(Bloomberg) -- Newly released transcripts of Federal Reserve policy meetings in 2016 show then-Governors Jerome Powell and Lael Brainard were quick to pivot away from planned interest-rate hikes in the face of risks posed by a stumbling Chinese economy.
Both policy makers made clear in the year’s January meeting of the Federal Open Market Committee they believed the balance of risks for the U.S. economy had turned to the downside. They each supported a change in the committee’s statement signaling to investors that rate increases might get put on hold.
Powell expressed plenty of uncertainty in his own views over whether the U.S. economy faced a coming recession, according to the 2016 transcripts published Friday with the customary five-year lag. Projections then for several interest-rate increases in 2016 bore some resemblance to the outlook at the start of 2022.
“Of course, there’s no way to know,” he said in January 2016. “We’re not good at predicting these downturns, and we’ll have to simply wait and see. It’s a plausible, if premature, story for a weakening economy.”
Brainard was more forthright in expressing her view -- which she had already expressed publicly -- that the FOMC shouldn’t ignore international conditions. She also made clear in the January meeting that she was unlikely to support a rate hike at the next meeting, in March.
And by April, with the panel still on hold, she was taking a modest victory lap for her views on international linkages, which had not been widely accepted when first aired in 2015.
‘Feedback Loop’
“Developments in the first three months of the year serve to highlight the significant feedback loop that connects U.S. policy expectations and exchange rate movements to China’s currency management and economic growth challenges,” she said during the April meeting.
Powell, a governor since 2012 who was promoted to Fed chair in 2018 by President Donald Trump, was recently renominated for a second four-year term by Joe Biden.
Brainard has been a governor since 2014. She has been nominated by Biden to a four-year term as the central bank’s vice chair.
In some ways, there are parallels to 2016 in how the Fed entered 2022. In both cases, policy makers anticipated multiple interest-rate hikes -- four in 2016 and three in 2022 -- while worries percolated over growth prospects in China.
Plans for increases in 2016 were soon derailed as fears of a slowdown in China, in part provoked by a strengthening U.S. dollar, spooked global equity markets and tightened financial conditions worldwide. The Fed ended up hiking only once in 2016, in December, and the episode underscored how interconnected global financial markets had become.
The difference today is that central bankers in the U.S. and other developed markets are fighting a bout of high inflation provoked by the Covid-19 pandemic and a massive fiscal and monetary response. The Consumer Price Index rose in the U.S. by 7% in 2021, compared with 0.7% in 2015.
Back in 2016, transcripts show that after financial markets calmed, discussion of when to resume rate hikes began again in earnest by September.
Urging Patience
At that point, Powell still urged patience, while worrying about getting behind the curve on inflation.

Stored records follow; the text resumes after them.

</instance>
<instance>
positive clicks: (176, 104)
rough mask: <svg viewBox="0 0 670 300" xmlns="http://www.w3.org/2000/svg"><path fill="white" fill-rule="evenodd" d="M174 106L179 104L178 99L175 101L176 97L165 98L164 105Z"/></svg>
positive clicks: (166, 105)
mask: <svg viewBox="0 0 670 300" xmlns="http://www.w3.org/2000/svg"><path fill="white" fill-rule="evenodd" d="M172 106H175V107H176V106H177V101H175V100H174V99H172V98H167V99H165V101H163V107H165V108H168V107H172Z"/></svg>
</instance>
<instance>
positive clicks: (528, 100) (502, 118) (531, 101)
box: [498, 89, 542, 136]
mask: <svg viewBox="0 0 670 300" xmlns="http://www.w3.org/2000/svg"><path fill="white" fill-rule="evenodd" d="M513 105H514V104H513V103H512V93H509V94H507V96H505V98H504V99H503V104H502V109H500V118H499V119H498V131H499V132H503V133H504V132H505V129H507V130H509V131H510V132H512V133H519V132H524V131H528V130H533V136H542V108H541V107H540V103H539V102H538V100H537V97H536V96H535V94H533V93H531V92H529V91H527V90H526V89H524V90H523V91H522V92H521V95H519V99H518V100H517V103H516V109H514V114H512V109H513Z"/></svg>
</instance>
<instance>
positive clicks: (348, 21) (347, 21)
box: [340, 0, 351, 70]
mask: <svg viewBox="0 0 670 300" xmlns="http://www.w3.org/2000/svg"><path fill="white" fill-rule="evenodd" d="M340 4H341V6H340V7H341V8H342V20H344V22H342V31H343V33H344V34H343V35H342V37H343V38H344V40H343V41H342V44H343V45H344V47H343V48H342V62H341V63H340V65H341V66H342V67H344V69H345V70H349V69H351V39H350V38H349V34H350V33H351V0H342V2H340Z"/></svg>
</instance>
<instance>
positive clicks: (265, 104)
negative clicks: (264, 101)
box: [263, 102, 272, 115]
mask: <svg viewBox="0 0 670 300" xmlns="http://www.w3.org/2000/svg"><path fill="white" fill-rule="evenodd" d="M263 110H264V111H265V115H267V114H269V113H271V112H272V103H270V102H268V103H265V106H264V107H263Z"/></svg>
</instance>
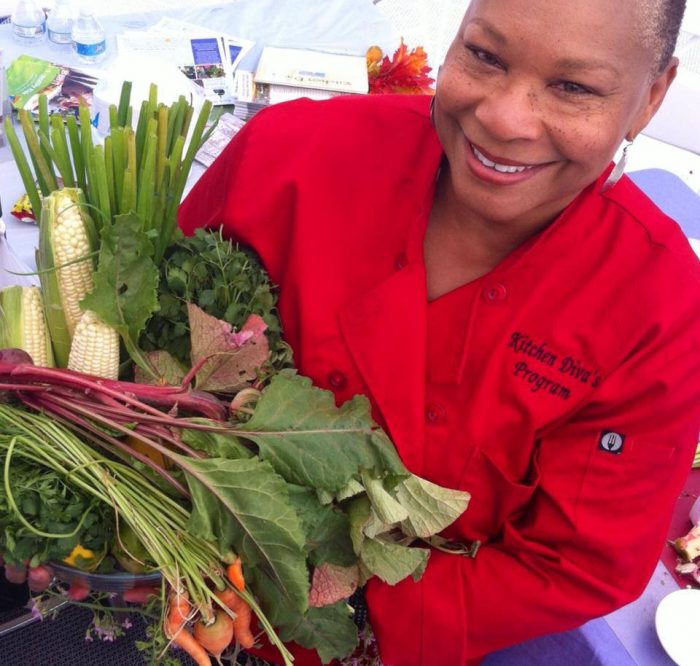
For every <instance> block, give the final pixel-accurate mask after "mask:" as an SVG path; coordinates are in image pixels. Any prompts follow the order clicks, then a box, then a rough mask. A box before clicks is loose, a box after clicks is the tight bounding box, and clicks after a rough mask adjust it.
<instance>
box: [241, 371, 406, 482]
mask: <svg viewBox="0 0 700 666" xmlns="http://www.w3.org/2000/svg"><path fill="white" fill-rule="evenodd" d="M239 430H240V431H241V433H242V436H244V437H247V438H249V439H251V440H252V441H254V442H255V443H256V444H257V445H258V447H259V449H260V457H261V458H262V459H263V460H267V461H269V462H270V464H271V465H272V466H273V467H274V468H275V470H276V471H277V473H278V474H280V475H281V476H283V477H284V478H285V479H286V480H287V481H288V482H290V483H295V484H297V485H301V486H308V487H310V488H316V489H318V490H325V491H328V492H331V493H335V492H338V491H340V490H341V489H344V488H346V487H347V485H348V484H349V483H350V481H351V479H353V478H355V479H357V478H358V476H359V473H360V470H361V469H366V470H371V471H372V472H373V473H374V475H375V476H377V477H379V476H381V475H383V474H396V475H401V474H406V475H407V474H408V472H407V470H406V468H405V467H404V466H403V464H402V463H401V460H400V459H399V457H398V455H397V454H396V452H395V451H394V448H393V446H392V445H391V442H389V440H388V438H386V436H382V433H381V431H378V430H377V429H376V424H375V423H374V422H373V421H372V417H371V415H370V407H369V402H368V400H367V399H366V398H365V397H363V396H355V397H354V398H353V399H352V400H349V401H348V402H346V403H344V404H343V405H341V406H340V407H337V406H336V404H335V398H334V397H333V394H332V393H331V392H330V391H324V390H322V389H319V388H317V387H314V386H312V384H311V380H310V379H308V378H306V377H300V376H297V375H295V374H293V373H290V372H282V373H280V374H279V375H277V376H275V377H273V379H272V381H271V382H270V385H269V386H268V387H267V388H266V389H265V390H264V391H263V393H262V395H261V397H260V399H259V400H258V403H257V405H256V407H255V413H254V414H253V416H252V417H251V419H250V420H249V421H248V422H247V423H245V424H243V425H241V426H240V428H239ZM387 443H388V446H387Z"/></svg>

“We’re making progress toward 2% inflation, and my baseline case” is that the Fed “can continue to do that,” he said in September. “But let’s face it, it’s happening at a snail’s pace. So, for me, the balance of risks continues to call for patience and a gradual path of rate increases.”
Brainard was again more dovish, and argued against a hasty resumption of rate increases in ways that foreshadowed the policy framework changes the FOMC eventually embraced in August 2020 under Powell’s chairmanship.
She noted then-recent research pointing to the weakened ability of low unemployment to trigger higher inflation. In September she also highlighted racial disparities in unemployment measures rather than focusing on the overall unemployment rate.
The committee, she said, ought to keep that in mind “as we try to figure out where we are with regard to remaining slack and where that remaining slack may be.”
Powell wasn’t far behind in his dovishness, also airing views on inflation in November 2016 that later became enshrined in the new framework.
“With inflation having run below our 2% inflation objective every single month since I joined the board 4 1/2 years ago, I do not expect to feel alarmed if inflation moves modestly above 2%,” he said.